Department of Labor(DOL) typically certifies more than 3 times the number of foreign work requests than the number of H-1B visas issued by USCIS.
H1B Visa Qualification
To qualify for H1B Visa, the foreign professional must hold a bachelor’s or higher degree from an accredited college or university in the specialty occupation. If the foreign professional holds a foreign degree, then that degree must be determined to be the educational equivalent of a U.S. bachelor’s degree.
The foreign professional may also obtain an educational equivalence through a combination of education, specialized training or progressive work experience. Three years of specialized experience is generally considered equivalent to one year of college education.
For example, if a foreign professional has a three year associate degree, he or she must at least have 3 year of relevant post-graduate experience to be qualified for H1B Visa.
H1B Visa Occupation
The occupation list includes, but not limited to, architecture, engineering, mathematics, physical sciences, social sciences, biotechnology, medicine and health, education, law, accounting, business specialties, theology, and the arts. The “specialty occupations” also require the attainment of a bachelor’s degree or its equivalent as a minimum.
Period of Stay H1B Visa worker may be admitted for a period of up to three years. The time period may be extended, but generally cannot go beyond a total of six years. There are some exceptions under sections 104(c) and 106(a) of the American Competitiveness in the Twenty-First Century Act (AC21).
1. If the H1-B visa holder has submitted an I-140 immigrant petition or a labor certification prior to their fifth year anniversary of having the H-1B visa, they are entitled to renew their H-1B visa in one-year or three-year increments until a decision has been rendered on their application for permanent residence.

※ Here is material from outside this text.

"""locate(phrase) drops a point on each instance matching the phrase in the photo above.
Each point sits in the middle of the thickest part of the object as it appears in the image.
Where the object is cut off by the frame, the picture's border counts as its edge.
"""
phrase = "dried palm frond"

2. If the H1-B visa holder has an approved I-140 immigrant petition, but is unable to initiate the final step of the green card process due to their priority date not being current, they may be entitled to a three-year extension of their H-1B visa.
3. The maximum duration of the H-1B visa is ten years for exceptional Defense Department project related work.
U.S. Worker Protection
The U.S. Department of Labor is responsible for ensuring that foreign workers do not displace or adversely affect wages or working conditions of US workers.
For every H-1B petition filed with the USCIS, there must be included a Labor Condition Application (LCA) which will be certified by Department of Labor(DOL). The LCA is designed to ensure that the wage offered to the non-immigrant worker meets or exceeds the prevailing wage in the area of employment. The LCA also contains an attestation section designed to prevent the program from being used to import foreign workers to break a strike or replace US citizen workers.